Considering this class dealt with a non-standard topic for history, it makes sense that the class would implement non-standards means of assessment. The break from writing another major paper was a relief to say the least and gave me several unexpected opportunities to flex creative muscles that the history department has not given me the chance to use before. I made a silent film and discovered a love for video editing, which I have lamented not exploring sooner. I created more infographics than I can shake a stick at, but among those infographics I was able to talk about the late actor Stefán Karl Stefánnson, a beloved figure for his as Robbie Rotten on the children’s TV show Lazytown. Making an infographic all about the memes he spawned was a unique experience, but it gave me an opportunity to demonstrate a lot of trivia that I had picked up in following his story.
We also got to design the lessons, which made this course far more student driven than any other class I have taken thus far. Everything, from the discussion questions to the readings to the activities were all designed by us. This not only was a chance for me to get some practice in lesson design, something that as a teacher I need, but it also gives the class a sense of ownership over the whole thing. The lessons, the projects are all things that we created. No other class is going to be taught the same way, because future classes are going to propose different ideas and use different materials to teach it. I think by the end of the class people were starting to get over-reliant on infographics as an activity but using a visual medium to express our thoughts to the class certainly was effective in showing what we thought and letting individuals’ personalities shine.
The most important discussions had were the ones toward the end of the class, especially those about the Dark Web and digital ethics. For most people, the Dark Web is this nebulous concept of a hidden online world that acts as the seedy underbelly of the world wide web. Learning that the Dark Web has noble uses was eye-opening, although in hindsight it makes sense. It is essentially incognito browsing amped up to 11, and while that does allow certain bad elements to use the internet for truly horrific ends, it also allows the oppressed and threatened to tell their stories and get vital information they need to fight back against the administrations or individuals who can harm them. Meanwhile, digital ethics is a field that needs to be developed more substantially as the technology and culture of the internet continues to grow at a rapid pace. Learning how technology can be used to subtly oppress people, and how false information can spread so rapidly were both important truths that needed to be learned and spread, and figuring out how to fix these problems, and the myriad of others that the internet creates, needs to be a priority for us as a species.

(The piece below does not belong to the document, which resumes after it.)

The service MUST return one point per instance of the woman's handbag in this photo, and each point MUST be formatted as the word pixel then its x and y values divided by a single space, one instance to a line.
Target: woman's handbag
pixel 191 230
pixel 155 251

I’m genuinely glad that I decided to take History 427 this semester. It has been a departure from the norms of the history department, but right now that is what I needed. Taking the time to talk about issues that affect us as individuals and users of the internet is different than a lot of the classes I have taken, which focus on ancient civilizations or bygone wars. But talking about memes, about fake news, about the information age, has been a more personal experience than the ones that I have had during my years at UMW, and I think it has helped broaden my experiences and helped prepare me to work to solving the problems, and embrace the opportunities of the information age.